Case Settings

General Settings

The “General Settings” page allows you to tune some settings like hits per page, enable comments, datechanger, etc.

  • Use first folder as Facet or Custodian name?

    This feature is especially useful for eDiscovery investigations. Enabling this option allows you to place data items that belong to a custodian in a separate folder. INDICA will recognise this folder as a custodian and adds filtering capabilities on custodian in the facet bar.

  • Enable OCR?

    Toggling this setting will enable/disable the Optical Character Recognition processing. Disabling this setting will result in a higher indexing speed, but it will not fully index the content of scanned documents. The index will be incomplete as it will not contain the content of non-text based data items.

    Tip

    It is possible to process OCR data on a later moment.

  • Pre-create document views?

    This option allows you to pre-create document views. This will result in nicer document previews and faster loading times.

  • Only index email meta data?

    When this option is enabled, only the metadata of emails is processed. The email content will not be included in the index.

  • Use nice document viewer?

    Enabling this option allows you to preview documents in a nicer document previewer.

  • Disable this option to remove ACL from shares

    When this option is disabled, the Access Control Lists of shares will not be taken into account when indexing. This means that all INDICA users can see all indexed documents, regardless of Whether or not they can see the documents on the source.

  • Enable NLP library?

    When this option is enabled, INDICA will use it’s NLP algorithm to extract NLP keywords from documents.

  • How many hits should be shown per page?

    Number of hits per page. Can be changed to “Show None” to allow metadata investigations.

  • Enable Downloads?

    Whether or not downloading of documents from the user interface is allowed.

  • Enable Comments?

    Whether or not the “Comments” section in the previewer will be shown. This allows users to attach comments to documents.

  • Enable Stemming?

    When Stemming is enabled, the indexer will trim down verbs to their stem for indexing.

  • Enable datechanger?

    Datechanger enables the user to alter the date of a document. This is especially useful when a document is scanned in from paper. The file creation date will not necessarily reflect the original (paper) document date. The datechanger can change the document date in the index.

Display Settings

Facet Settings

Facet Settings allows you to manage and create filtering capabilities in the INDICA front-end.

This overview shows the list of currently active filters (facets) in the front-end. From here, it’s posible to:

  • Add facets

    Type in a facet key in the top bar (“Enter facet key”), then click the “Add” button. A new facet will be created. The facet keys are based on the fields in the index. For help with selecting the correct field, contact INDICA support.

  • Re-order facets

    Re-ordering facets is possible by dragging the icon with the four horizontal lines. Changing the order of the facets will be reflected on the front-end.

  • Delete facets

    Click the “X” icon on the right to remove a facet. It can always be re-added if needed.

  • Edit facets

    It is possible to change some characteristics of a facet. You can change the name of the facet, if it will be expanded by default, and if the facet should be hidden or not.

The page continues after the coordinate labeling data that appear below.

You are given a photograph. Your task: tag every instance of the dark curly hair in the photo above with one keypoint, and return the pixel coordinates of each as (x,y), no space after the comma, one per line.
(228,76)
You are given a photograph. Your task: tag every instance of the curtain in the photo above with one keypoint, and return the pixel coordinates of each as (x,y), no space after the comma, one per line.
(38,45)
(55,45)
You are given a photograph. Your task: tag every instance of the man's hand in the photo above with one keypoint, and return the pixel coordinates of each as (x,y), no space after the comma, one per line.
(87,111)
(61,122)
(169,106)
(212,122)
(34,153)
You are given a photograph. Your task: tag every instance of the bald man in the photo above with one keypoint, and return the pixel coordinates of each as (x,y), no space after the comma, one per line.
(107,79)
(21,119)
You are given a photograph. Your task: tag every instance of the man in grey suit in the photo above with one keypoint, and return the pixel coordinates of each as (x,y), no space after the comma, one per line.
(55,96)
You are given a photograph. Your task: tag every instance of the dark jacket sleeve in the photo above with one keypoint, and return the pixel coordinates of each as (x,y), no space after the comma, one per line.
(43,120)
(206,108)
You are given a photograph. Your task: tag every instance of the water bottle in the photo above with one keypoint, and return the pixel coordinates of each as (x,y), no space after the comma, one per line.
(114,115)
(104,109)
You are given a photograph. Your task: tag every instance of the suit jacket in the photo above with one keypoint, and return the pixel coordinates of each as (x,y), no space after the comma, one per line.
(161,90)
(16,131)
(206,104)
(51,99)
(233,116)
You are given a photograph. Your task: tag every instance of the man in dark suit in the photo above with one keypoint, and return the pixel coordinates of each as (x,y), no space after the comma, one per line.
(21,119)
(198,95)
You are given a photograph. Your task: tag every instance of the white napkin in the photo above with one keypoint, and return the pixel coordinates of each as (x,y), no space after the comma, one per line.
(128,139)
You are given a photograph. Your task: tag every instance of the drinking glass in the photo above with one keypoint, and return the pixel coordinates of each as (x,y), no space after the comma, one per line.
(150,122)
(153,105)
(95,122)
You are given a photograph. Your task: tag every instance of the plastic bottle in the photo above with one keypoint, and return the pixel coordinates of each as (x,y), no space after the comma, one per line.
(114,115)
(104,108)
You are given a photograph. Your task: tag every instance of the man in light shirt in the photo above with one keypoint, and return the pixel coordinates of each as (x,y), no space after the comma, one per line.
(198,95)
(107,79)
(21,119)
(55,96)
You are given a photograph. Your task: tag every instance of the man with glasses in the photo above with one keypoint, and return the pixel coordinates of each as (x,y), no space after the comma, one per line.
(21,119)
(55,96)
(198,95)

  • Reset facets to default

    When needed, the facets can be reset to the default setup by clicking the “Reset to default” button.

Changes in the facet settings will be presented to the end user as such:

Result list Settings

The following option can be changed on this page:

  • Allow user to toggle between list and table style

    When enabled, a button will appear on the search page that allows the user to switch between list-style results and table-style results. The table-style results can be used for a custom overview of query results, as the displayed information can be chosen by the user. This feature is very powerful, but less easy to use.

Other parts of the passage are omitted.